The American Liver Foundation has awarded Raymond F. Schinazi, PhD, DSc, with the Distinguished Scientific Achievement Award. Schinazi was recognized for his extraordinary contributions to science and to human health, particularly for developing treatments for HIV/AIDS, hepatitis B virus (HBV) and hepatitis C virus (HCV).

Schinazi is the Frances Winship Walters Professor of Pediatrics in Emory University School of Medicine; director of the Laboratory of Biochemical Pharmacology; Senior Research Career Scientist at the Atlanta Veterans Affairs Medicine Center, and director of the Scientific Working Group on Viral Eradication at the Emory Center for AIDS Research (CFAR).

The Distinguished Scientific Achievement Award is the American Liver Foundation’s most prestigious award, honoring a scientist who has made a major contribution to liver disease research in basic science or in its application toward the prevention, treatment or cure of liver disease.

A world leader in nucleoside chemistry, Schinazi is best known for his pioneering work on HIV and HCV drugs d4T (stavudine), 3TC (lamivudine), FTC (emtricitabine/Emtriva), LdT (telbivudine), and most recently sofosbuvir (Sovaldi), which are now approved by the FDA.

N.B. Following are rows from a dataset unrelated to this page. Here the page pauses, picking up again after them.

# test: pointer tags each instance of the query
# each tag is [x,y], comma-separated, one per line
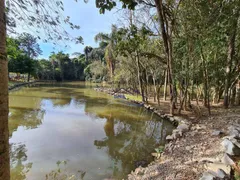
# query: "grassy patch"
[133,97]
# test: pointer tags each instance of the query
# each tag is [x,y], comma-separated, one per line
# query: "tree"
[110,41]
[4,133]
[29,45]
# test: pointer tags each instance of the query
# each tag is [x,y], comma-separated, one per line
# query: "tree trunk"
[166,32]
[4,134]
[233,97]
[165,86]
[238,94]
[139,78]
[231,47]
[29,77]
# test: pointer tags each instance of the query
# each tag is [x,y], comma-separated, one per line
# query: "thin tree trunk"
[28,77]
[233,97]
[165,86]
[231,47]
[166,36]
[238,94]
[139,78]
[4,134]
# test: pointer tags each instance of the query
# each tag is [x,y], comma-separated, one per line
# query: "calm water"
[69,131]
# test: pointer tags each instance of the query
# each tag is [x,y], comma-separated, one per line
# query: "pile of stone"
[221,167]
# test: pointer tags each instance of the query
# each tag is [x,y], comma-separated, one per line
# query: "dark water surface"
[69,131]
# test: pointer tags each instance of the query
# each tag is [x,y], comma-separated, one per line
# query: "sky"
[91,22]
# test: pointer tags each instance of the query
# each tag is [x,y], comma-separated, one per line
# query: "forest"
[194,57]
[184,52]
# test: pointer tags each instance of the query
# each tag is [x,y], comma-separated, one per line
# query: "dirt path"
[198,153]
[187,157]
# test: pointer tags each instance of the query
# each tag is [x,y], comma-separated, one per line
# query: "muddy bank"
[199,148]
[20,84]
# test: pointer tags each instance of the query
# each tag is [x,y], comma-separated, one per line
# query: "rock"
[183,127]
[230,147]
[227,160]
[219,173]
[234,131]
[142,163]
[169,137]
[188,148]
[178,118]
[218,166]
[216,133]
[207,176]
[171,119]
[157,155]
[207,160]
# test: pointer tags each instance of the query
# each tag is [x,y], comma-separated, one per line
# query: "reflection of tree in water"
[28,118]
[61,173]
[131,142]
[19,167]
[61,102]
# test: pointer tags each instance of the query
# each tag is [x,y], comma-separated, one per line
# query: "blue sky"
[91,22]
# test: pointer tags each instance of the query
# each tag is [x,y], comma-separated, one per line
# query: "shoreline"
[198,148]
[21,84]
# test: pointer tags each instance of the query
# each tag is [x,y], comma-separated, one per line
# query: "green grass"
[12,83]
[133,97]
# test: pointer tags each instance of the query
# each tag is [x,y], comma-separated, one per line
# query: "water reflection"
[97,136]
[19,167]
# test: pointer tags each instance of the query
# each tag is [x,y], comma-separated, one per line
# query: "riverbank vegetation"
[172,49]
[182,51]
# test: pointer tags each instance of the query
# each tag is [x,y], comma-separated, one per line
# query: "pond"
[69,131]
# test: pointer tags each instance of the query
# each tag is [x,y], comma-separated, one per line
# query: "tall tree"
[4,133]
[111,41]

In the early 1980s when scientists realized that AIDS was caused by a virus, Schinazi set up the first HIV laboratory at Emory and pursued the development of novel antiviral drugs. It is estimated that today more than 94 of people in the United States infected with HIV, and many more around the world, take one of his drugs and that his innovative work has saved over 6.5 million lives. His contributions related to HCV are expected to have a profound positive impact on the approximately 170 million people worldwide suffering from chronic infection.

Schinazi received his BSc (1972) and PhD (1976) in chemistry and an honorary DSC (2006) from the University of Bath, England. He completed postdoctoral training in pharmacology at Yale University and in virology/immunology at Emory University. He has authored more than 500 peer-reviewed papers and seven books and holds more than 92 issued U.S. patents, 45 published U.S. applications, 39 PCT International applications, and 121 non-U.S. national stage patents and patent applications, which have resulted in 13 New Drug Applications (NDA).

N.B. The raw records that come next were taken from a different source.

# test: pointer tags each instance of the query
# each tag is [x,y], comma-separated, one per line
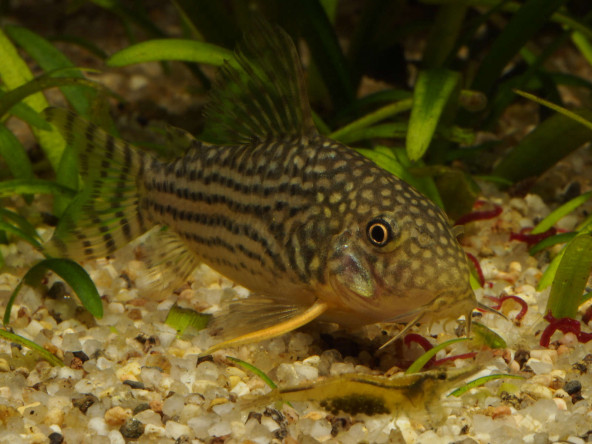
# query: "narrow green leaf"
[72,273]
[33,186]
[561,212]
[372,118]
[571,277]
[181,318]
[420,362]
[14,154]
[583,44]
[11,98]
[251,368]
[480,381]
[552,140]
[14,72]
[523,25]
[574,116]
[45,354]
[50,59]
[171,49]
[17,220]
[433,91]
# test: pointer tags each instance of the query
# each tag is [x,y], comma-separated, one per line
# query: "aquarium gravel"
[129,377]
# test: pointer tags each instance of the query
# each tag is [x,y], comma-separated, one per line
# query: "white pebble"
[220,429]
[176,430]
[115,437]
[98,425]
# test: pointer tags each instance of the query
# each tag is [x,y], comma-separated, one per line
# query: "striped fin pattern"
[261,94]
[106,215]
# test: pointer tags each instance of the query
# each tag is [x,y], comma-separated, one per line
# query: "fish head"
[397,259]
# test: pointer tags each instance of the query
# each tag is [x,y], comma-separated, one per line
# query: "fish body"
[310,226]
[416,393]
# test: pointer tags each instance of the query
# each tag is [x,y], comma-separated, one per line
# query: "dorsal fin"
[261,93]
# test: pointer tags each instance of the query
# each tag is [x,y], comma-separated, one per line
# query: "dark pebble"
[55,438]
[521,356]
[572,387]
[132,428]
[84,402]
[134,384]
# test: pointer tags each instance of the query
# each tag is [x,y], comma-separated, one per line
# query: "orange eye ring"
[379,232]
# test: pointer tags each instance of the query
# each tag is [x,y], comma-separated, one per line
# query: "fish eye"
[379,232]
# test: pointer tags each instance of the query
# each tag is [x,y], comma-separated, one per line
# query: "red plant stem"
[503,298]
[532,239]
[475,262]
[479,215]
[565,325]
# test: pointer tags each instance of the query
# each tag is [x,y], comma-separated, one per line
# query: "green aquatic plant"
[425,134]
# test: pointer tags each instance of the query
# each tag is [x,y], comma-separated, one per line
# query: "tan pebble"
[217,401]
[315,416]
[6,412]
[54,417]
[233,380]
[563,349]
[560,393]
[37,438]
[569,339]
[22,408]
[117,415]
[514,366]
[548,356]
[501,411]
[156,406]
[537,391]
[53,349]
[134,314]
[138,302]
[560,403]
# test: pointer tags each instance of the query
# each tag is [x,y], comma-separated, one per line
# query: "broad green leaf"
[561,212]
[433,91]
[14,154]
[33,186]
[552,140]
[181,318]
[254,370]
[22,224]
[45,354]
[480,381]
[571,277]
[171,49]
[72,273]
[420,362]
[14,72]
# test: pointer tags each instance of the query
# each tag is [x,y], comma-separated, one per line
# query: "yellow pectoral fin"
[294,322]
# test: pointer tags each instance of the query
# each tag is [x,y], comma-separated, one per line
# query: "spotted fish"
[311,227]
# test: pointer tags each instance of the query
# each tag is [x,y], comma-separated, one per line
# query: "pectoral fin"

He is the founder of five biotechnology companies focusing on antiviral drug discovery and development: RFS Pharma, LLC (2004); ActivBiotics, LLC (2008); Pharmasset Inc. (acquired by Gilead in 2012), Triangle Pharmaceuticals (acquired by Gilead in 2003); and Idenix Pharmaceuticals (51 percent acquired by Novartis in 2003).

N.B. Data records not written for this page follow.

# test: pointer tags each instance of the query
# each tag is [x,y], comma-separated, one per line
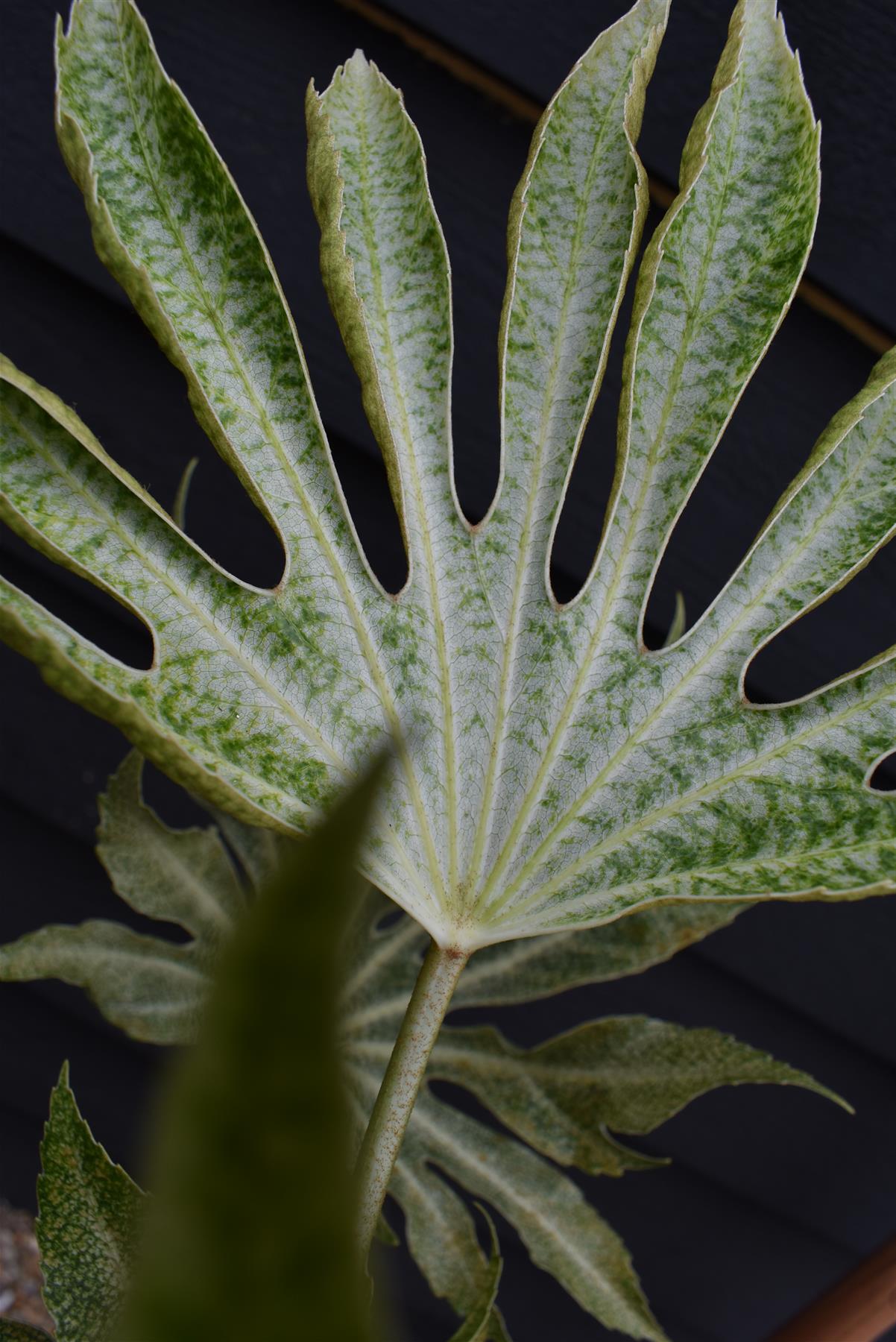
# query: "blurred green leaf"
[251,1235]
[87,1227]
[13,1332]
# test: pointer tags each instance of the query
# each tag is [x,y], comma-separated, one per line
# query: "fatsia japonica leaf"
[567,1100]
[89,1224]
[151,986]
[154,988]
[550,772]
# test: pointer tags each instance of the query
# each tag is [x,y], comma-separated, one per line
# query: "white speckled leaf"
[565,1100]
[152,988]
[89,1224]
[550,772]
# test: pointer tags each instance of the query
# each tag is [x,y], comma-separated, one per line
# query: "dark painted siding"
[773,1194]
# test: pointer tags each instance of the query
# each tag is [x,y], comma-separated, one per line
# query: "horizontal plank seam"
[526,107]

Schinazi is the recipient of numerous awards including the Georgia Biomedical Industry Growth Award (2006), the Distinguished Scientist Award from the Hepatitis B Foundation (2006), the Ewing Marion Kauffman Foundation’s Top Innovators in America Award, and two Merit Awards (10-year grants) from NIH-NIAID. He was inducted into the Technology Hall of Fame of Georgia (2012), and he received the Intellectual Property Legends Award (2012). He was selected as a Charter Fellow by the National Academy of Inventors (2013) and was awarded the 2014 Research & Hope Award for Excellence in Academic Research by the Pharmaceutical Research and Manufacturers of America (phRMA).